Temos, além de Leia, outras personagens femininas de destaque ao longo de toda a obra, entre protagonistas e antagonistas (a senadora Lady Carise, as duas ajudantes de Leia – a piloto Greer e a estagiária Korr, além de uma antagonista que se revela na segunda metade do livro).

Os homens, no desenrolar da história, tentam proteger as garotas e tomar o protagonismo, mas elas sempre (com exceção de um clichê totalmente dispensável envolvendo Han Solo) os colocam em seus devidos lugares e mostram que são muito mais capazes de cumprir com seus objetivos.

Vale ressaltar que as cenas em que essas coisas ocorrem são naturais e leves, nada de proselitismo ou de situações didáticas. Claudia Gray já se provou uma grande escritora com Estrelas Caídas, e em Star Wars – Legado de Sangue ela nos brinda com mais uma obra literária de altíssima qualidade.

Como é bom acompanhar Leia fazendo o que realmente ama: lutar por um mundo melhor!

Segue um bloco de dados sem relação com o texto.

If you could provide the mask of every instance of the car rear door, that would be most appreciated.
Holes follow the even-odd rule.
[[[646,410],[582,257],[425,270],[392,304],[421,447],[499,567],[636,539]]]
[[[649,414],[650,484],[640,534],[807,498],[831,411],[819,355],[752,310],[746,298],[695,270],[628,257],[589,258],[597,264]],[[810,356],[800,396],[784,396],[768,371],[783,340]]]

Cada cena com ela é um verdadeiro deleite. A imponência e a coragem de Leia são lendárias. É uma mulher respeitada até pelos seus piores inimigos e venerada em planetas distantes, onde é conhecida como A Matadora de Hutts. Ela se envolve sozinha em situações extremamente perigosas e quase suicidas, mas sempre consegue cumprir seus objetivos e sair com vida.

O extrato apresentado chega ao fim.